Background:
We have a paid service that we download zip files from. The zip files are in a very predictable format like this
"file_<date>_Level1.zip"
"file_<date>_Level3.zip"
"file_<date>_Level7.zip"
"file_<date>_PG.zip"
The only interface to download there files are from a website that uses adobe flash and you have to traverse a navigation tree 4 levels deep, download a file, then traverse another tree 4 levels deep and download the next file. There are over 100 files and it takes a user about 1.5 days to do this.

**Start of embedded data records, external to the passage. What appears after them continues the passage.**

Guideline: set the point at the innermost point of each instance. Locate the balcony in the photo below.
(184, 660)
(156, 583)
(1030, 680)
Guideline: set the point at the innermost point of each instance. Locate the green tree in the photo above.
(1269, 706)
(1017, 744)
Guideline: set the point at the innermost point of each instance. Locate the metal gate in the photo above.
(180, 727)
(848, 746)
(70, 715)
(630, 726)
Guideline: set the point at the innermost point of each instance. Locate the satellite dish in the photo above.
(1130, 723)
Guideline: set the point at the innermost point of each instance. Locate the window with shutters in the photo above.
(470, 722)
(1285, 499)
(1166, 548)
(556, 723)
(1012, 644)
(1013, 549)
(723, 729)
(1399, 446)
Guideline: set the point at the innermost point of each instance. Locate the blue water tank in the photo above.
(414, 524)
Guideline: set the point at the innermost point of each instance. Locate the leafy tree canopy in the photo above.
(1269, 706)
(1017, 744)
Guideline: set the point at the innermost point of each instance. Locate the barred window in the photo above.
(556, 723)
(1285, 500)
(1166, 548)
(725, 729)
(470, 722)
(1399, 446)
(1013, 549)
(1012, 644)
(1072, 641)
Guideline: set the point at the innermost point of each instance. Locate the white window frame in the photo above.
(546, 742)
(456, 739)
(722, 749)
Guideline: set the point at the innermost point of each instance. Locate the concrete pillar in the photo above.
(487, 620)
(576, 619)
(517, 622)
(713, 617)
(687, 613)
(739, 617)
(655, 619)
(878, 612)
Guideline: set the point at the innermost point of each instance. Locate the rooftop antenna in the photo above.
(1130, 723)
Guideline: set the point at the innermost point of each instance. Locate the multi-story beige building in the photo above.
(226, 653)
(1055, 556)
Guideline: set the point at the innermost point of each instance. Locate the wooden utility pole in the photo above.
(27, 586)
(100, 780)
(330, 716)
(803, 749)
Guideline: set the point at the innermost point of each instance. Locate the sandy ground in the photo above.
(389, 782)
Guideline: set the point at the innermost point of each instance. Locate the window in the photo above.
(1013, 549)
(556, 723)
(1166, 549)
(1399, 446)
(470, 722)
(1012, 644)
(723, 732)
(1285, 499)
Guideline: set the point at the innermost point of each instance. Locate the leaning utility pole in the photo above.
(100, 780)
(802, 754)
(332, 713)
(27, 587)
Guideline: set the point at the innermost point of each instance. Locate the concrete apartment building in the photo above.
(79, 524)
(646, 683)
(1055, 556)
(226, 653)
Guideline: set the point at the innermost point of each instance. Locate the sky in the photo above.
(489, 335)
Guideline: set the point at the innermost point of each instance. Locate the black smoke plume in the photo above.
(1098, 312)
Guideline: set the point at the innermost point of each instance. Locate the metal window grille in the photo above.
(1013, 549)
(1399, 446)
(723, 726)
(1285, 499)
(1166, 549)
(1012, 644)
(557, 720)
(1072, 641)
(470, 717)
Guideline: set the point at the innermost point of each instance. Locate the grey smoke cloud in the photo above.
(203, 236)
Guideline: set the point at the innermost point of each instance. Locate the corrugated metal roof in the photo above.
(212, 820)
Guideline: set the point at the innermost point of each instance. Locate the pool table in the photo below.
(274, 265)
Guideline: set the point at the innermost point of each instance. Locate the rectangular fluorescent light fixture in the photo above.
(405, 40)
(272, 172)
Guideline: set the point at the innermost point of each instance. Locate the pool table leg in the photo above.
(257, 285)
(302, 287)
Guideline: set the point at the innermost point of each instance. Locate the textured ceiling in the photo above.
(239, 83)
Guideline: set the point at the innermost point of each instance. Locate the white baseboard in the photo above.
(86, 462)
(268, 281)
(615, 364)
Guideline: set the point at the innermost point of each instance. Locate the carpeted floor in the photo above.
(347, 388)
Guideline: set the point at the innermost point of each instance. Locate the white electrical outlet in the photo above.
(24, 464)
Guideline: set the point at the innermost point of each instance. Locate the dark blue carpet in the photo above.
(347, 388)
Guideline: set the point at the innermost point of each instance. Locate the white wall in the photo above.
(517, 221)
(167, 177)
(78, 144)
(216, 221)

Because the file names are very predictable - and have been for years, I am trying to generate a webpage that they can open locally on their laptop and the links point directly to the download, so when they click on the link it automatically downloads the file. something like:
www.contoso.com/resources/downloads/file__<date>_Level1.zip
www.contoso.com/resources/downloads/file__<date>_Level3.zip
www.contoso.com/resources/downloads/file__<date>_PG.zip
Every week, these files are updated and not all of the levels are there, so when I dynamically generate these links, about 25% of them fail.
Question:
I am looking for a way to check if the download link is valid, and if not perhaps gray it out or add an image that is now visible that is like a red x indicating that the file is not there.
What I tried:
I tried using AJAX, jquery, php, all kinds of things, and I mostly ran into what I believe are CORS issues? About cross-domain requests? I have spent probably 2 days on this with tons of trial and error and research. It seems like it would be such a simple thing: "Does the zip file exist at this url?"
Since the webpage with download links is really just a simple html file that they will probably have on their desktop, I also tried disabling CORS with something like chrome --disable-web-security --user-data-dir and other options.
So frustrated, any help is appreciate, also my level of AJAX, jquery, php etc. is basic, my career has been spent in SQL Server, Azure, etc.